Rashi (ibid. s.v. בשכר ואם מחוט ועד שרוך וסף) says that Am Yisrael got this merit because שהבריח עצמו מן הגזל, Avraham refused to be an accessory to theft. The Torah Temima asks what is so special about what Avraham did? There is no element of "theft" in this situation at all. The Gemara (Bava Metzia 22a) states that if one salvages stolen property, the property is his own and he need not return it to its original owner.
The Torah Temima answers that Avraham is not merely involved in returning war spoils, but engaged in an act of Kiddush Hashem, sanctifying God's name. Avraham is therefore particularly careful and stringent to create a favorable impression of God on the King of Sodom.
The Malbim explains that Avraham refuses any kind of material reward because he has already received the greatest possible reward. The world's recognition of the reality of God's providence and His hand in Avraham's victory over the five kings is reward enough for Avraham.
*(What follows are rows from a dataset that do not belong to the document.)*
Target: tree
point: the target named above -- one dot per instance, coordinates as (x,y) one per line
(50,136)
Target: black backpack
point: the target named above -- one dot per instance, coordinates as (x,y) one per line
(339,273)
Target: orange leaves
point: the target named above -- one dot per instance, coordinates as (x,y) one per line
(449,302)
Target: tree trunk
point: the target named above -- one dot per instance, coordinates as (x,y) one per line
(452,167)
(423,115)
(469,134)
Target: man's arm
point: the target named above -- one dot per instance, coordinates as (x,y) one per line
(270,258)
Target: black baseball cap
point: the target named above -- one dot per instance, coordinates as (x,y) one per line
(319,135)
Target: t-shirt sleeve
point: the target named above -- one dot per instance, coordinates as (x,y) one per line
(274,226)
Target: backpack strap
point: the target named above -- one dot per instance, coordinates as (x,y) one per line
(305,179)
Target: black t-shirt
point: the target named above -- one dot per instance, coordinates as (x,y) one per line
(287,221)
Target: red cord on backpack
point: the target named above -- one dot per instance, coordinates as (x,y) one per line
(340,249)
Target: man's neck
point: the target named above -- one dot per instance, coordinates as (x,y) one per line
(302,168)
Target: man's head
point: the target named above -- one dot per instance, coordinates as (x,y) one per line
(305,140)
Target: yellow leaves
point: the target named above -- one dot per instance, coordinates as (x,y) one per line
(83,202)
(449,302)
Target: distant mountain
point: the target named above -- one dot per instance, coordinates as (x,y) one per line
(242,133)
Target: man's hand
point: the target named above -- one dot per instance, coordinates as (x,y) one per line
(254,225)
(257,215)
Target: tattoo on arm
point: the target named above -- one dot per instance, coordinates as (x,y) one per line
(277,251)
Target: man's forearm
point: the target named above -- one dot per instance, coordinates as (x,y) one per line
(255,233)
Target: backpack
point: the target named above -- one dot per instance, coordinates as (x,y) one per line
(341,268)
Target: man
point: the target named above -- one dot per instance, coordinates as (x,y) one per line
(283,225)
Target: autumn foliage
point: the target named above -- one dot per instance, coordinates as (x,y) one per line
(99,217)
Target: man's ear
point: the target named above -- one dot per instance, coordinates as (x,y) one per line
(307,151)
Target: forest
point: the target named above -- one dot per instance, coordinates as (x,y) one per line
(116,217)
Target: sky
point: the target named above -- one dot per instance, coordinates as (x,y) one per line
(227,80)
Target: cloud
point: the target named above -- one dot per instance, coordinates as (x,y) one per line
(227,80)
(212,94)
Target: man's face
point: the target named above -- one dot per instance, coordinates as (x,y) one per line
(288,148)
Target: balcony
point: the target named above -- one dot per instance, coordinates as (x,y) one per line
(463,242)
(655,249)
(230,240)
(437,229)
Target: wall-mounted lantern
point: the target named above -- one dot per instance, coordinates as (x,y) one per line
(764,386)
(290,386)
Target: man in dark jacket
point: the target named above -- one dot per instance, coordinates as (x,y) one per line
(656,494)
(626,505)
As Avraham says in Pasuk 12, הרמתי ידי אל ה' קל עליון קנה שמים וארץ - "I lifted my hand to God, Possessor of Heaven and Earth." He makes sure that the king of Sodom knows that it is God who is the real victor in the war.
Therefore, the Torah Temima answers that Avraham's ultimate goal in winning the war with the five kings was to glorify Hashem's name, to make Him And His power known to the world. Even though he ordinarily could have kept the spoils of war for himself, in this case he could not. When one is given the opportunity to glorify God's name, he is required to return all lost objects, even when the original owner has given up hope of ever getting them back (see Choshen Mishpat 664:1). Therefore, says the Torah Temima, if Avraham had decided to keep the spoils, it indeed would have been as if he had committed theft. Rashi therefore explains that since Avraham had no part in this potential theft, his children merit the Mitzvot of wearing strings of Techeilet in their Tzitzit, and the straps of their Tefilin.
We learn from Avraham the extreme importance of leaving a favorable impression of God with our actions. In situations when we can make God "look good," we should do our utmost to come through.